Photoactivation Approaches Reveal a Role for Rab11 in FGFR4 Recycling and Signalling

• Published in: Traffic (Copenhagen, Denmark) Vol. 15; no. 6; pp. 665 - 683
• Main Authors: Haugsten, Ellen M., Brech, Andreas, Liestøl, Knut, Norman, Jim C., Wesche, Jørgen
• Format: Journal Article
• Language: English
• Published: Former Munksgaard John Wiley & Sons A/S 01.06.2014; Wiley Subscription Services, Inc
• Subjects: Cell Line, Tumor; Endocytosis; Endosomes - metabolism; FGFR4; Fibroblast Growth Factor 1 - metabolism; Fibroblasts; Growth factors; Humans; Kinases; Phospholipase C gamma - metabolism; Protein Transport; rab GTP-Binding Proteins - genetics; rab GTP-Binding Proteins - metabolism; Rab11; Receptor, Fibroblast Growth Factor, Type 4 - genetics; Receptor, Fibroblast Growth Factor, Type 4 - metabolism; recycling; Signal Transduction; signalling; endocytosis; recycling; Rab11; FGFR4; signalling
• ISSN: 1398-9219; 1600-0854
• DOI: 10.1111/tra.12168

Fibroblast growth factor receptor 4 (FGFR4) plays important roles during development and in the adult to maintain tissue homeostasis.
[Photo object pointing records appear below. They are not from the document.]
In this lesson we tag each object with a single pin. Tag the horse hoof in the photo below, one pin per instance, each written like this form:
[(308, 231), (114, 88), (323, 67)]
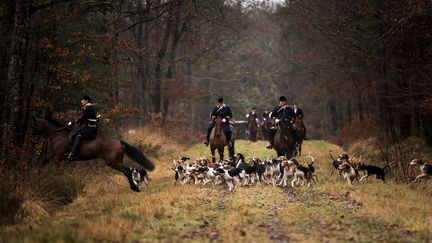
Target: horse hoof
[(135, 188)]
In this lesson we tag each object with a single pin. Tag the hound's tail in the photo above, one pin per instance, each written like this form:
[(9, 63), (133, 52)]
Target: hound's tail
[(137, 156), (331, 156)]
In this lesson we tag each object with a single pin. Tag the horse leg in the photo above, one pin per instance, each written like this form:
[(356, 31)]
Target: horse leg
[(212, 149), (221, 151), (300, 143), (128, 173)]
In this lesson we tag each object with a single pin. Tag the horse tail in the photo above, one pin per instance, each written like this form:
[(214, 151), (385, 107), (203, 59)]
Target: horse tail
[(137, 156)]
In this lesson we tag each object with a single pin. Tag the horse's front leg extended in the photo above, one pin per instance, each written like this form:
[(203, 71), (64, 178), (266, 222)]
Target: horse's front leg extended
[(128, 173), (212, 149)]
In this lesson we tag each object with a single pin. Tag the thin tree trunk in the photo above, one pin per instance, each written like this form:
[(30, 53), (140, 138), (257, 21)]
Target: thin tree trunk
[(15, 80)]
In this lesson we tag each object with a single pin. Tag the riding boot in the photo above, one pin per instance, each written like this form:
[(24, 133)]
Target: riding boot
[(75, 145), (228, 138), (207, 136), (304, 127), (271, 138)]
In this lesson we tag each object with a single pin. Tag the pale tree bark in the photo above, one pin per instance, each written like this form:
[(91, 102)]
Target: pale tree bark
[(15, 80)]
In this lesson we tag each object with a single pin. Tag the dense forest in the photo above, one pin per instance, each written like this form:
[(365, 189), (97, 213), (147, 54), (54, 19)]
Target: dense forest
[(357, 68)]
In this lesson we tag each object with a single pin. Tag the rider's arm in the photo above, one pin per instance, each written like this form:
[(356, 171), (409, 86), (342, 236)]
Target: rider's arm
[(213, 114), (229, 113), (83, 116), (273, 115)]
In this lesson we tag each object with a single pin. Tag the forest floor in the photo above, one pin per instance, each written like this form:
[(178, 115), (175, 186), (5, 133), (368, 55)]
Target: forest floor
[(330, 211)]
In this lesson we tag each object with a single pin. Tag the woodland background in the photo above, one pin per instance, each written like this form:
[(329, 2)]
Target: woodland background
[(357, 68)]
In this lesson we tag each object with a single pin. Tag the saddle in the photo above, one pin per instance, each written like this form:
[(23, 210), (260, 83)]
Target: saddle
[(72, 133)]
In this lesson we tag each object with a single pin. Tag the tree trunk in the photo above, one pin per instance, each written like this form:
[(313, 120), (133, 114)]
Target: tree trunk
[(15, 80)]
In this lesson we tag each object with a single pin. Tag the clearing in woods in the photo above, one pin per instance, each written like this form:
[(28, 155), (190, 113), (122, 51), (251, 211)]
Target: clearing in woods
[(329, 211)]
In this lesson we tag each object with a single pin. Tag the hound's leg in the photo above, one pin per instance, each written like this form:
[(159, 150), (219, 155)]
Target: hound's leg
[(419, 177)]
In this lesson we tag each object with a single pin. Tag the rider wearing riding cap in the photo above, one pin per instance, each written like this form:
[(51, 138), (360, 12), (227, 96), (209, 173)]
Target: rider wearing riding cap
[(88, 122), (282, 111), (299, 113), (225, 113), (252, 113)]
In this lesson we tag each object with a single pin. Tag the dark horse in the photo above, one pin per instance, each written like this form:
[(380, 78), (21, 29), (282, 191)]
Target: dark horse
[(299, 135), (252, 129), (218, 140), (109, 149), (283, 141), (265, 125)]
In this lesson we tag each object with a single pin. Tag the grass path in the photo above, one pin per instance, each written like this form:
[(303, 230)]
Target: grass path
[(330, 211)]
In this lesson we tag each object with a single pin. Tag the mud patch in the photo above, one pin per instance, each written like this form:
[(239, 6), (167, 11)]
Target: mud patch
[(276, 232)]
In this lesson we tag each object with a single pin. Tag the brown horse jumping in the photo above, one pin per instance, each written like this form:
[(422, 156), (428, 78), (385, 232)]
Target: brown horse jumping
[(252, 129), (218, 140), (299, 133), (109, 149)]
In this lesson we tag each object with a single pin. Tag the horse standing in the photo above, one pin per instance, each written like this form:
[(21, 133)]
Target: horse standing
[(265, 125), (299, 134), (284, 140), (109, 149), (218, 140), (252, 129)]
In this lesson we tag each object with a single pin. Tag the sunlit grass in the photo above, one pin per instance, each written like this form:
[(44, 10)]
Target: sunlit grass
[(108, 210)]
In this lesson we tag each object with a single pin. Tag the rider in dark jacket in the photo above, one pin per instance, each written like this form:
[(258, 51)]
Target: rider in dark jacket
[(88, 122), (282, 111), (225, 112)]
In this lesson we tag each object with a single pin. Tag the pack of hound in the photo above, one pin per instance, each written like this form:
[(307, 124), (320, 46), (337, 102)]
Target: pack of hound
[(349, 169), (245, 172)]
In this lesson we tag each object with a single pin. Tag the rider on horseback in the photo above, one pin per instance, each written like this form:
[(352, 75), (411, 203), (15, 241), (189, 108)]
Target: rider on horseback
[(280, 112), (88, 131), (299, 113), (252, 115), (225, 113)]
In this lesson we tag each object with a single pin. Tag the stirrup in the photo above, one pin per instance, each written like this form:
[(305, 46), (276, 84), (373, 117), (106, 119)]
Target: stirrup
[(229, 144), (69, 156)]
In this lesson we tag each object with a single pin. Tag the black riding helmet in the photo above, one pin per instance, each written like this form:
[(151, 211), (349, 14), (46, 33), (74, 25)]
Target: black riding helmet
[(86, 97)]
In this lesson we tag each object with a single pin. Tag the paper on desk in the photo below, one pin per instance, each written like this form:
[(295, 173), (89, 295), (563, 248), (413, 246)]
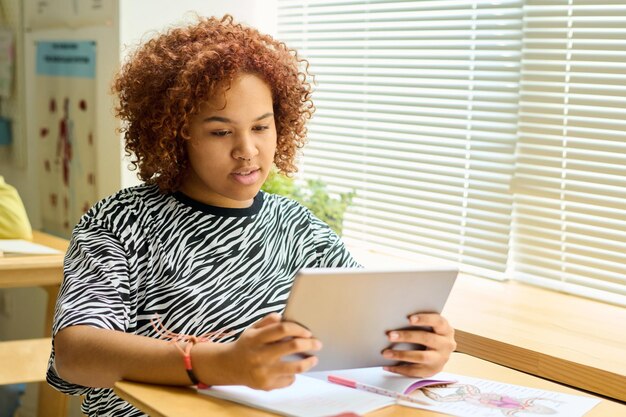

Moreover, overexpression of FGFR4 or activating mutations in FGFR4 has been identified as tumour‐promoting events in several forms of cancer. Endocytosis is important for regulation of signalling receptors and we have previously shown that FGFR4 is mainly localized to transferrin‐positive structures after ligand‐induced endocytosis. Here, using a cell line with a defined pericentriolar endocytic recycling compartment, we show that FGFR4 accumulates in this compartment after endocytosis. Furthermore, using classical recycling assays and a new, photoactivatable FGFR4‐PA‐GFP fusion protein combined with live‐cell imaging, we demonstrate that recycling of FGFR4 is dependent on Rab11. Upon Rab11b depletion, FGFR4 is trapped in the pericentriolar recycling compartment and the total levels of FGFR4 in cells are increased. Moreover, fibroblast growth factor 1 (FGF1)‐induced autophosphorylation of FGFR4 as well as phosphorylation of phospholipase C (PLC)‐γ is prolonged in cells depleted of Rab11. Interestingly, the activation of mitogen‐activated protein kinase and AKT pathways were not prolonged but rather reduced in Rab11‐depleted cells, indicating that recycling of FGFR4 is important for the nature of its signalling output. Thus, Rab11‐dependent recycling of FGFR4 maintains proper levels of FGFR4 in cells and regulates FGF1‐induced FGFR4 signalling. Direct visualization of FGFR4 recycling using a novel photoactivatable probe. In Rab11b‐depleted cells, FGFR4 is not delivered to lysosomes, but accumulates in perinuclear vesicles, leading to increased cellular receptor levels and altered FGFR4 signalling.